Sergio Pérez: “I’m very much looking forward to the Italian Grand Prix. The track in Monza is one of my favourites. There I did what I regard as my best race weekend so far. It was in Formula 3 when I qualified 14th and won both races. In 2007 and 2008 I raced there in F3 and then also in GP2. The very long straights in Monza could be tough for us. I want to maintain a good rhythm with positive performances in qualifying and for the start. Then, of course, I want to finish the race and score points for the team. It is my aim to finish the European season on a high. The race weekend there always has a very special atmosphere, and I can’t wait to take part for the first time in the Formula One Grand Prix. I like the people in Italy a lot and, of course, I’m a fan of Italian food.”

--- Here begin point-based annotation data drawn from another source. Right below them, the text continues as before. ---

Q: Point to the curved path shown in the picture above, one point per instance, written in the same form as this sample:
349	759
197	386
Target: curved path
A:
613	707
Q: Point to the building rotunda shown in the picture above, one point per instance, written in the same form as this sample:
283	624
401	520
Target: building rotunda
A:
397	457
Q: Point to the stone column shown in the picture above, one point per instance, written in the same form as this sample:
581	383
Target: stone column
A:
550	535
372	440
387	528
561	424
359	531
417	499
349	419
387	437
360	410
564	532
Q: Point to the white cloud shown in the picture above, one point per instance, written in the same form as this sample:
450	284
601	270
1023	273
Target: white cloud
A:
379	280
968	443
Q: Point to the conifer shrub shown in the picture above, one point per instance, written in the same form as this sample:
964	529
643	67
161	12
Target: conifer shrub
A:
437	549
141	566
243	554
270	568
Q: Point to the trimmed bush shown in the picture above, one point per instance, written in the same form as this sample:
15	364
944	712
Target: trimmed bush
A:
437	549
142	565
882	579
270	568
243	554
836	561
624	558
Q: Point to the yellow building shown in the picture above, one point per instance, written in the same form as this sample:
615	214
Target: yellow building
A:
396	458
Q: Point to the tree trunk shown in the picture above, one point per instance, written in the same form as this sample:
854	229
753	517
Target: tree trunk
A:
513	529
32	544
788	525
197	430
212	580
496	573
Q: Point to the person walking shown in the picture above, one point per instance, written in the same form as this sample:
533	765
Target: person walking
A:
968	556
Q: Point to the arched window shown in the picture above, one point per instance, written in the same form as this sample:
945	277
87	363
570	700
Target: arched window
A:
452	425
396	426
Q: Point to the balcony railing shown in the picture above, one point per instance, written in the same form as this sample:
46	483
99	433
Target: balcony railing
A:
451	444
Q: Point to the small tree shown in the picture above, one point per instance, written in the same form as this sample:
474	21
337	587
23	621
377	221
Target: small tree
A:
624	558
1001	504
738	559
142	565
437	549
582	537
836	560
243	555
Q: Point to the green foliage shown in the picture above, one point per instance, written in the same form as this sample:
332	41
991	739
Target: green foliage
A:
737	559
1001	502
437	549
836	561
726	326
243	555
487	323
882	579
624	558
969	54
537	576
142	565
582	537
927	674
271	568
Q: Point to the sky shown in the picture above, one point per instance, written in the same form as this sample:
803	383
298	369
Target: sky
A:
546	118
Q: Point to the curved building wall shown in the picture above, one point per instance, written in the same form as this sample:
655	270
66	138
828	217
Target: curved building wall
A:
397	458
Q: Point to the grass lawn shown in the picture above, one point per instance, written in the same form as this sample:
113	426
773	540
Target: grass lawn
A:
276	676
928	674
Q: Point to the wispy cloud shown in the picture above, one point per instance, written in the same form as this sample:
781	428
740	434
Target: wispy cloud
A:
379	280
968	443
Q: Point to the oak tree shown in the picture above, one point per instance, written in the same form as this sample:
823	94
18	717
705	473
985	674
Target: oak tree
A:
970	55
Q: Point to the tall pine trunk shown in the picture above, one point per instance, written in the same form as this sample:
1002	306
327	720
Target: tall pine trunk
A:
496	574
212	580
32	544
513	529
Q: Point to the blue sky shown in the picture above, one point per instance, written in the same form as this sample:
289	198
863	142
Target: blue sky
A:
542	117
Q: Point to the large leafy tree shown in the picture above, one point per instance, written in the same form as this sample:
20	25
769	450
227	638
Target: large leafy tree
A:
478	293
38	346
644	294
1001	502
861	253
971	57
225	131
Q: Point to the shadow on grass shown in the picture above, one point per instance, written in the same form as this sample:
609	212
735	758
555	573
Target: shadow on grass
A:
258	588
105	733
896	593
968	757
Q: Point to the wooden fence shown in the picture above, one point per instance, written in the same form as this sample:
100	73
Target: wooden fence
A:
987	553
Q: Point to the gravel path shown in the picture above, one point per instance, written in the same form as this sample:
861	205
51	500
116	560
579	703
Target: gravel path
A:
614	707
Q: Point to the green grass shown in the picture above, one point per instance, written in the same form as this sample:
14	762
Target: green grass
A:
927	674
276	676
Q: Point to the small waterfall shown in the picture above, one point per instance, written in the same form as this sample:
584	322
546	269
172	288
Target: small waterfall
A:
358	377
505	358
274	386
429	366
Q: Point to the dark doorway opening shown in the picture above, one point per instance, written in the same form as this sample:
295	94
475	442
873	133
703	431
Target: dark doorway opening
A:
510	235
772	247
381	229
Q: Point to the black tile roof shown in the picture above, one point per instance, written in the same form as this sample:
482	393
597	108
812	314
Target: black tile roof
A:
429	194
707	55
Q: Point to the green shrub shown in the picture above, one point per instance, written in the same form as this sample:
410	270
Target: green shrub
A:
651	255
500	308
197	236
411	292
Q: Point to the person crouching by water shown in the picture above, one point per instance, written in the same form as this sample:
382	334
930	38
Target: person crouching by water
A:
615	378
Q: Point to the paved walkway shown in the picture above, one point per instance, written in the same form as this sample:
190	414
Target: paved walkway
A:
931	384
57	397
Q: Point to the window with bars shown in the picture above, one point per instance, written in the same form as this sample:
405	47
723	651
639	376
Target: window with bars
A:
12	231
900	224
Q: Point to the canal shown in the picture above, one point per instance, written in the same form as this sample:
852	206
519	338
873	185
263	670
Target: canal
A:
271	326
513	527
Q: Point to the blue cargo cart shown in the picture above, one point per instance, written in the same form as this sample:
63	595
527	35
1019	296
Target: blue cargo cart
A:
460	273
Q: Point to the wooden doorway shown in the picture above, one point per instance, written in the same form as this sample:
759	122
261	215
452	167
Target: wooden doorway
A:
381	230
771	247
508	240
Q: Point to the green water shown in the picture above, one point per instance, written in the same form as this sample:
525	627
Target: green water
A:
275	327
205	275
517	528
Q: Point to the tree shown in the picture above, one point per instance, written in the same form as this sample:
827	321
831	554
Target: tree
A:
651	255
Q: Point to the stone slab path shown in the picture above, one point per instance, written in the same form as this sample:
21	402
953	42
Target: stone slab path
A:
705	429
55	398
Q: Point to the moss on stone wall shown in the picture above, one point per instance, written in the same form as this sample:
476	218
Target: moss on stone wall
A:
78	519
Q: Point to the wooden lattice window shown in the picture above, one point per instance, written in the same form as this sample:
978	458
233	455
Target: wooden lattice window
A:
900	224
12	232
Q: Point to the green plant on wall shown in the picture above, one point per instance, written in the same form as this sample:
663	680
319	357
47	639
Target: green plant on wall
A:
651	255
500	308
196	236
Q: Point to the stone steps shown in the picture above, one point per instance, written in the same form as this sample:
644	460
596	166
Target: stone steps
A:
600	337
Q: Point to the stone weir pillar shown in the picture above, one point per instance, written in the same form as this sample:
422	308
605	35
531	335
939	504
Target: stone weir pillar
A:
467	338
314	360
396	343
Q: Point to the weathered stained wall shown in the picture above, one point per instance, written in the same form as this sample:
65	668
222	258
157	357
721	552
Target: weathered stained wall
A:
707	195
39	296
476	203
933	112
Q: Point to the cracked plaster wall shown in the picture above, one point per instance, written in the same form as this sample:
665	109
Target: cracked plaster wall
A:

James Key, Technical Director: “The Italian Grand Prix in Monza is a unique event for many reasons. First of all it’s a very old and famous circuit with a great deal of motor racing history behind it, and is a place where teams have been going for many years. It also has one of the greatest atmospheres of the year, with huge support from all the fans. Technically it’s by far the lowest drag level circuit of the season. To get the drag down to levels which are optimum you have to reduce downforce, which is why we call it a low downforce track, although fundamentally it’s a low drag track. It’s a mix of long straights with two chicanes. Certainly the first one provides an overtaking opportunity, followed by a whole range of low to high speed corners in sector two – with the Lesmo corners and the Ascari – and then a very tricky corner, the Parabolica at the end of the lap, which is quite critical for carrying as much speed as possible down the pit straight.
“Although the lap is quite simple, it’s quite technical particularly with the downforce level you are running. You need a well balanced car through these corners. It’s also critical for braking, because the top speeds are by far the highest of the year, and you’re braking down to a very low speed for the two chicanes. In addition, the kerbs play their role in these chicanes, although in recent years the amount of kerbs you can use has been limited a bit. So it has a lot of different aspects to it. Overtaking can be expected in two places, although we don’t know yet how effective the DRS will be in such a low downforce setting. The tyres will be the soft and medium compound, as in Spa-Francorchamps. For the car we will have a modified front wing for low downforce settings and a rear wing specific to Monza.”